Il résulte de tout ce qui précède que la commune de Corneilhan n’est pas fondée à se plaindre de ce que, par le jugement attaqué, le tribunal administratif de Montpellier a annulé l’arrêté du maire de Corneilhan du 12 mars 2021 ainsi que, par voie de conséquence, celui du 1er juillet 2021.

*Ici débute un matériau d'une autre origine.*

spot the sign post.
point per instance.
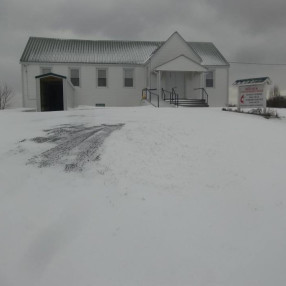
(252, 93)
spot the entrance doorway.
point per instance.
(51, 93)
(176, 79)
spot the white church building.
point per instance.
(58, 74)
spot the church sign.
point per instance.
(252, 92)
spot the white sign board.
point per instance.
(252, 96)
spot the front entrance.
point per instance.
(177, 80)
(51, 92)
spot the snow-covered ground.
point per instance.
(177, 197)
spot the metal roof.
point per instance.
(48, 50)
(249, 81)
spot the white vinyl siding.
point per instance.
(102, 77)
(128, 77)
(74, 76)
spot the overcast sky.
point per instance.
(244, 30)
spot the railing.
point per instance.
(173, 96)
(148, 95)
(205, 95)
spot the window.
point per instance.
(46, 70)
(128, 77)
(210, 79)
(74, 76)
(102, 77)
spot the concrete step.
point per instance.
(192, 102)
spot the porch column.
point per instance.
(159, 84)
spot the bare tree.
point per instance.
(6, 93)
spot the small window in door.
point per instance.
(74, 76)
(46, 70)
(210, 79)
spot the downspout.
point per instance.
(227, 87)
(22, 77)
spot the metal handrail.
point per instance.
(173, 96)
(150, 92)
(204, 93)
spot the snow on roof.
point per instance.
(48, 50)
(256, 80)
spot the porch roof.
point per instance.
(181, 63)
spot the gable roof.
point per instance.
(49, 50)
(250, 81)
(181, 63)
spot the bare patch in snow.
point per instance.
(75, 145)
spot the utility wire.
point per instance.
(259, 64)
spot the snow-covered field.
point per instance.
(172, 197)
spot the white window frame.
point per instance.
(205, 79)
(133, 77)
(47, 67)
(107, 82)
(79, 75)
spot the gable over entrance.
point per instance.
(181, 63)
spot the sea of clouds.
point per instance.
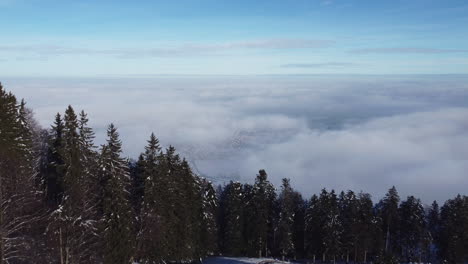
(335, 131)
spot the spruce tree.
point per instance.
(116, 223)
(54, 170)
(209, 226)
(433, 226)
(388, 211)
(349, 206)
(232, 219)
(20, 208)
(453, 236)
(412, 229)
(286, 220)
(264, 197)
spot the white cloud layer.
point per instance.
(343, 132)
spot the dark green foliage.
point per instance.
(286, 220)
(388, 212)
(97, 207)
(412, 229)
(231, 225)
(453, 237)
(116, 223)
(264, 196)
(21, 210)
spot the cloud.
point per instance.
(407, 51)
(185, 49)
(317, 65)
(343, 132)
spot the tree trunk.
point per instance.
(387, 238)
(1, 223)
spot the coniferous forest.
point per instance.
(65, 200)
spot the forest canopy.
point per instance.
(66, 200)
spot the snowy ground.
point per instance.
(227, 260)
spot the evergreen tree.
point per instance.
(264, 197)
(388, 212)
(412, 229)
(209, 227)
(20, 207)
(453, 238)
(116, 224)
(231, 223)
(54, 167)
(433, 224)
(299, 207)
(366, 229)
(349, 217)
(286, 220)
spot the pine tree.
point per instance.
(231, 224)
(349, 206)
(116, 223)
(264, 197)
(366, 227)
(388, 210)
(286, 220)
(313, 228)
(209, 227)
(73, 222)
(412, 229)
(299, 207)
(53, 173)
(433, 224)
(453, 236)
(20, 207)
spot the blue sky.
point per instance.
(95, 38)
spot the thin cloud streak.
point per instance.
(317, 65)
(407, 51)
(186, 49)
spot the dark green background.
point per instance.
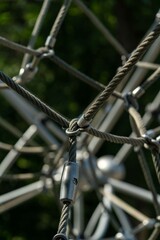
(83, 46)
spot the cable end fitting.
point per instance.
(82, 122)
(26, 74)
(60, 236)
(50, 42)
(69, 182)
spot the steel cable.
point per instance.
(135, 56)
(35, 101)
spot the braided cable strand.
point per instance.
(64, 218)
(138, 120)
(34, 100)
(156, 162)
(135, 56)
(73, 142)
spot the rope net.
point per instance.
(85, 134)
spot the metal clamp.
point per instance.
(69, 182)
(60, 236)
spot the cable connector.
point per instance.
(130, 100)
(50, 42)
(82, 122)
(26, 74)
(69, 182)
(60, 236)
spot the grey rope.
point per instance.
(140, 90)
(34, 100)
(116, 139)
(18, 47)
(138, 120)
(64, 218)
(72, 158)
(156, 162)
(135, 56)
(83, 77)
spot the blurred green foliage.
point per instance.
(81, 45)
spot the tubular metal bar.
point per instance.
(126, 207)
(21, 195)
(99, 211)
(117, 109)
(33, 116)
(132, 190)
(12, 129)
(119, 48)
(95, 227)
(11, 157)
(126, 149)
(78, 207)
(128, 231)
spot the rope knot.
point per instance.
(75, 128)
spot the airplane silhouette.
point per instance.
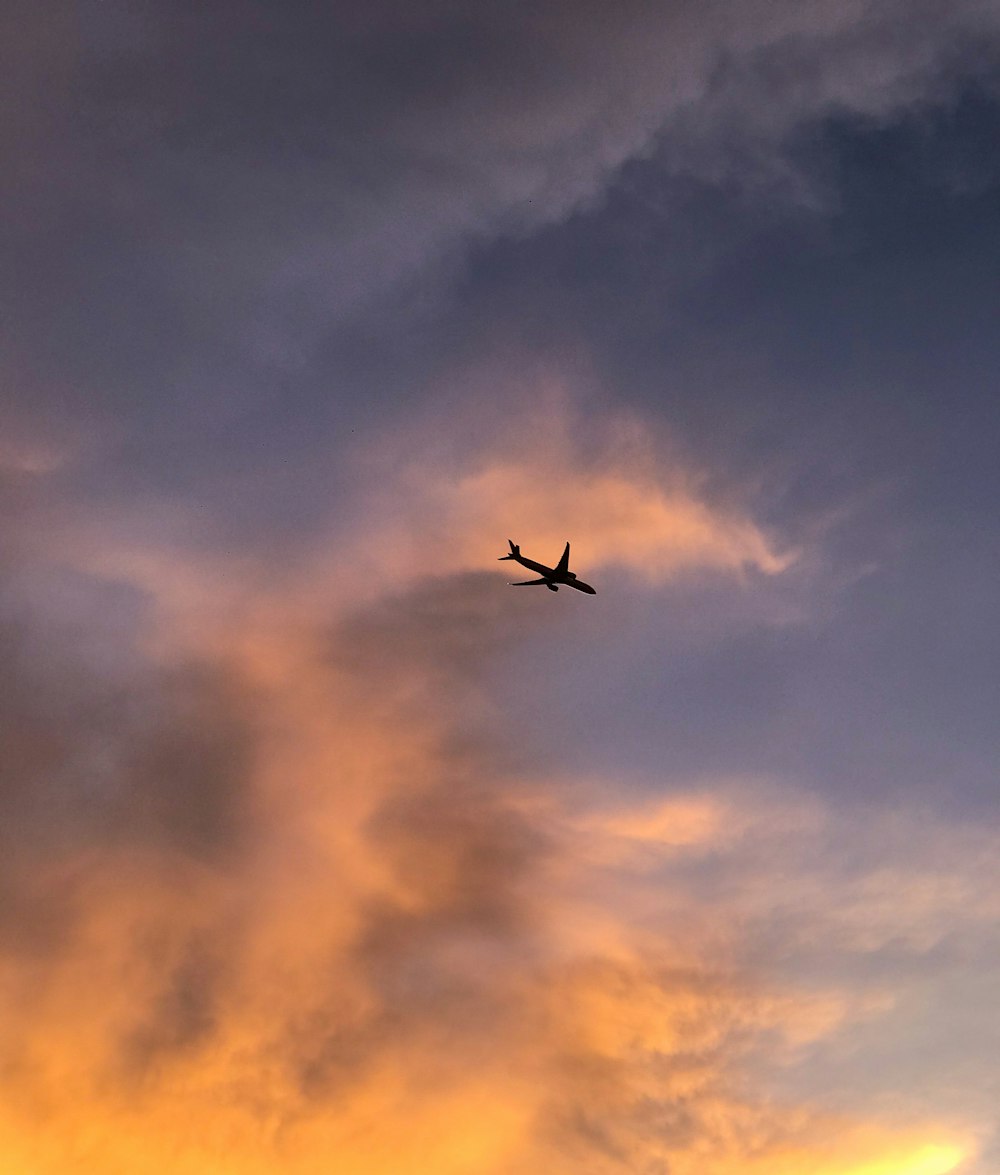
(551, 577)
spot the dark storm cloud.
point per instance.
(105, 754)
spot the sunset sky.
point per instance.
(324, 852)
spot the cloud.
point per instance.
(286, 170)
(309, 895)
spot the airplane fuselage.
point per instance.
(554, 577)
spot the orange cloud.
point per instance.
(286, 894)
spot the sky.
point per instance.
(321, 850)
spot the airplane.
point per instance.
(551, 577)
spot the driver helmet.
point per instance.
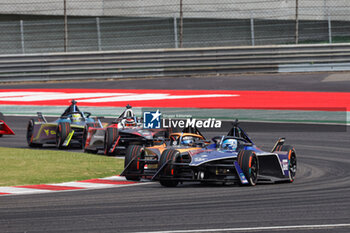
(229, 144)
(187, 140)
(130, 122)
(76, 117)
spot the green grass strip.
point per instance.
(28, 166)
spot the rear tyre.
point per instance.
(111, 135)
(292, 160)
(248, 162)
(29, 136)
(168, 156)
(62, 132)
(134, 154)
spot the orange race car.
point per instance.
(142, 162)
(4, 128)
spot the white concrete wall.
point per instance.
(283, 9)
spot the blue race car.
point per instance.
(232, 158)
(67, 130)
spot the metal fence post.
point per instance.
(98, 33)
(296, 21)
(329, 29)
(181, 24)
(22, 36)
(65, 25)
(252, 33)
(175, 31)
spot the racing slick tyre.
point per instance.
(29, 136)
(168, 156)
(110, 136)
(85, 134)
(292, 160)
(133, 155)
(62, 133)
(248, 162)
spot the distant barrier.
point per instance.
(174, 62)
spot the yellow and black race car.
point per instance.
(142, 162)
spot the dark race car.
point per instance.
(114, 138)
(232, 158)
(4, 128)
(142, 162)
(67, 130)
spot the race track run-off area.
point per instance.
(277, 100)
(317, 201)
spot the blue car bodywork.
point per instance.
(245, 163)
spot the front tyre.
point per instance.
(111, 136)
(292, 161)
(132, 157)
(248, 162)
(62, 133)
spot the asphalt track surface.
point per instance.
(320, 82)
(319, 196)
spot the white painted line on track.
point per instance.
(85, 185)
(251, 229)
(101, 183)
(16, 190)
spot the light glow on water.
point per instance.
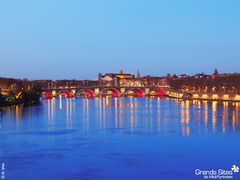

Sur les frais exposés à l’occasion du litige :

Les dispositions de l’article L. 761-1 du code de justice administrative font obstacle à ce que soit mise à la charge de M. B..., qui n’est pas, dans la présente instance, la partie perdante, la somme demandée par la commune de Corneilhan au titre des frais exposés et non compris dans les dépens. Il n’y a pas lieu, dans les circonstances de l’espèce, de mettre à la charge de la commune de Corneilhan la somme demandée par M. B... sur le fondement des mêmes dispositions.


D E C I D E :

Article 1er : La requête de la commune de Corneilhan est rejetée.

Article 2 : Les conclusions présentées par M. B... sur le fondement de l'article L. 761-1 du code de justice administrative sont rejetées.

Article 3 : Le présent arrêt sera notifié à la commune de Corneilhan et à M. A... B....


Délibéré après l'audience du 17 février 2026, à laquelle siégeaient :

M. Massin, président,
Mme Teuly-Desportes, présidente assesseure,
Mme Dumez-Fauchille, première conseillère,



Rendu public par mise à disposition au greffe le 10 mars 2026.


La rapporteure,

V. Dumez-Fauchille

Le président,

O. Massin

La greffière,





M-M. Maillat

La République mande et ordonne au préfet de l’Hérault en ce qui le concerne ou à tous commissaires de justice à ce requis, en ce qui concerne les voies de droit commun contre les parties privées, de pourvoir à l’exécution du présent arrêt.